“Just go,” Patrick said to me harshly. “Seriously, you wanna go with Gabe, go with Gabe. I’m not your warden.”
“I—” I put one foot back down on the floor, uncertain. We were supposed to meet Imogen in ten. “Come on, Patrick, don’t—”
“Jesus Christ, Molly, can you not make a federal fucking case out of it?” Patrick huffed out an irritated breath. “I’ll see you tomorrow.”
That made me mad, that he’d talk to me that way in front of his brother. That he’d talk to me that way at all. I felt my cheeks heat up, embarrassed and pissed. This was me and Patrick, was the thing here—we were a unit, a package deal, us on one side of the road and everybody else on the other. We never, ever fought in public.
Except that apparently now we did.
Well, if he was going to be that way, I wasn’t going to sit here and ruin my night trying to talk him out of it. “Fine,” I said, grabbing my backpack off the floor and swinging it over my shoulder. I looked at Gabe, smiled a little. “Ready to go?”
*
Things seem to have calmed down by the time I get back to the campsite. Patrick and Tess are gone, and Jake and Annie have wandered over, the cards forgotten in the center of the picnic table; Gabe pulls away from the herd when he spots me. “Hey, you,” he says, slinging a warm, heavy arm around my shoulders. “Get your sunglasses?”
“Uh-huh.” It’s surprising and a little weird to me, how he seems happy to brush off the scene I walked out on. “Everything okay?”
“What? With my brother?” Gabe shrugs a bit. “Yeah, it was fine. You know how he is; he was just being an asshole.”
That stops me. It was a small, stupid thing, maybe, but Patrick did have the winning cards. I remember Patrick complaining about Gabe what feels like forever ago, the two of us stretched out barefoot in the barn: “Everybody thinks he’s this great sport about shit, but he’s a great sport about shit because he always gets his way.” Is that what just happened here? I wonder.
I don’t say any of that out loud, though, just hum noncommittally and reach up to lace my fingers through his. “We’re gonna play Frisbee for a bit,” Gabe tells me. “You want in?”

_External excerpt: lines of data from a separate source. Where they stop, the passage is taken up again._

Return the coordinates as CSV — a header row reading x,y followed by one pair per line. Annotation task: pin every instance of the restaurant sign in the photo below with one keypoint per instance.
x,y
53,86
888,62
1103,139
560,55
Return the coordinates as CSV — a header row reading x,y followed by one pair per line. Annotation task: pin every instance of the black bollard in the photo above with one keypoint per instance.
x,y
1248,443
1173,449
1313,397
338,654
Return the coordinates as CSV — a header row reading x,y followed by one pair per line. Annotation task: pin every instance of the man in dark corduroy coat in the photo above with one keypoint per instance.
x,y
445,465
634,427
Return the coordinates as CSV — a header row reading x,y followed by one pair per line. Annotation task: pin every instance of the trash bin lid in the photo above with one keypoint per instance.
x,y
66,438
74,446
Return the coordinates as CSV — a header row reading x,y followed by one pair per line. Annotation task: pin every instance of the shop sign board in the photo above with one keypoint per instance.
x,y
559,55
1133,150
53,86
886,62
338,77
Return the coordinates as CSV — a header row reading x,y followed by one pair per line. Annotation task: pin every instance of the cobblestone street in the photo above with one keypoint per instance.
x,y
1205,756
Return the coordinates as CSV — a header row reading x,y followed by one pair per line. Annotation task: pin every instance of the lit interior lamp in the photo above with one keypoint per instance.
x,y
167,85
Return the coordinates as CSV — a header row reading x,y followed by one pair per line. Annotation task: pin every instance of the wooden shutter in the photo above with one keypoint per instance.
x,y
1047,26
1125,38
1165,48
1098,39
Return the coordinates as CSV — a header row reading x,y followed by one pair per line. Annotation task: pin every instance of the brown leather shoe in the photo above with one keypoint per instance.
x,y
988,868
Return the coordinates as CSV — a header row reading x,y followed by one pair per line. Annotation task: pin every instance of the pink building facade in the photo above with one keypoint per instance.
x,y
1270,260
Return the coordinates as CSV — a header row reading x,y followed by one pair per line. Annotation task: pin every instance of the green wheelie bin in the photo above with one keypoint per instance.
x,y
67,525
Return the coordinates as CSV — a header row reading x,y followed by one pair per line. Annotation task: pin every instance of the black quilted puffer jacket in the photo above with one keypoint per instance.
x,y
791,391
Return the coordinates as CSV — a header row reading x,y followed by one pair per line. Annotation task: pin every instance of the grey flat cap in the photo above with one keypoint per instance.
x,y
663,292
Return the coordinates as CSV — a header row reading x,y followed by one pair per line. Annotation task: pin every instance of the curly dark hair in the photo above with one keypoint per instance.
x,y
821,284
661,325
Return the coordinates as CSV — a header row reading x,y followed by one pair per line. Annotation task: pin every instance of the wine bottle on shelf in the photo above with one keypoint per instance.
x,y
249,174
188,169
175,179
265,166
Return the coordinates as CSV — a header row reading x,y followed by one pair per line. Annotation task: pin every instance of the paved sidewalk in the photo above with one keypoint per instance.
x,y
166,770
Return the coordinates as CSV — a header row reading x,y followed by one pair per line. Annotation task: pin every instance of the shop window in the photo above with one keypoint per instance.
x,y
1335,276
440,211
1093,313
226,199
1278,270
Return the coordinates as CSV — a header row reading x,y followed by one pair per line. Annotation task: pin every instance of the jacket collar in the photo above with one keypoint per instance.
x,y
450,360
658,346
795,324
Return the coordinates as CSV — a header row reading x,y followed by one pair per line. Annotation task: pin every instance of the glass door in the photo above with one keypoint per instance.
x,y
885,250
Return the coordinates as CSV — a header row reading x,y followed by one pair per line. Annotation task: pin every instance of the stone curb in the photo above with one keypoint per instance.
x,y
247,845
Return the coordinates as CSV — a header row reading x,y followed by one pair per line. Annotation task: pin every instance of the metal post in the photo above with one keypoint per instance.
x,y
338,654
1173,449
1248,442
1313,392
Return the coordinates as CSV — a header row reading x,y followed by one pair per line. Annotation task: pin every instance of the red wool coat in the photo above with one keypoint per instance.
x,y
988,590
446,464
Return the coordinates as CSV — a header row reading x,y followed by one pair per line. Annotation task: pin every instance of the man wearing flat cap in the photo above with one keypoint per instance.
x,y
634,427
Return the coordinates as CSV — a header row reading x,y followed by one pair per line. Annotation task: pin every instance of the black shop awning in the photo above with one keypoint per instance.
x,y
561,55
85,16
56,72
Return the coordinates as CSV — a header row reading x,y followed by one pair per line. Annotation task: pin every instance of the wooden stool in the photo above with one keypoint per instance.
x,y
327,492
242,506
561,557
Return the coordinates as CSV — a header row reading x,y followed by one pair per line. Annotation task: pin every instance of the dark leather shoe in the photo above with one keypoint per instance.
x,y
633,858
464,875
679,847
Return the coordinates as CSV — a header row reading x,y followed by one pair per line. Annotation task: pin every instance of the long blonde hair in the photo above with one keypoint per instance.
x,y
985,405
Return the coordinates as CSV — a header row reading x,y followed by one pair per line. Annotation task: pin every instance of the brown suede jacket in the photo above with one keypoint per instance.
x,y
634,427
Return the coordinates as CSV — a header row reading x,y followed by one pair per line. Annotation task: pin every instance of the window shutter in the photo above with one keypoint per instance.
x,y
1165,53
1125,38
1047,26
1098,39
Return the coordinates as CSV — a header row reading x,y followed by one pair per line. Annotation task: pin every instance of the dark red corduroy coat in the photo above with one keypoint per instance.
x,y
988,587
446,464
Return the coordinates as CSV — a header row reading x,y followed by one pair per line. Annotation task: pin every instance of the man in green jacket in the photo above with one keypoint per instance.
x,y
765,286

I shake my head, suddenly exhausted—the heat, maybe, or just the slightly overwhelming feeling of being with everyone again, the same as we used to and completely different all at once. “I might just nap,” I tell him, then immediately feel guilty about it—after all, isn’t this exactly what I used to do when I was with Patrick, duck out and away from the group? We came here to hang out with our friends, I remember telling him the last time we were here together. Shouldn’t we, you know, hang out with our friends? “I mean, unless you want me to? I can rally.”
Gabe doesn’t seem bothered, though: “Nah, take a rest,” he says, planting a casual kiss on my forehead. “We’re gonna do the campfire thing again later anyway, will probably be another late night.”
“Okay,” I tell him, tipping my face up so his next kiss lands on my mouth instead of on my forehead. “Just for a little bit.”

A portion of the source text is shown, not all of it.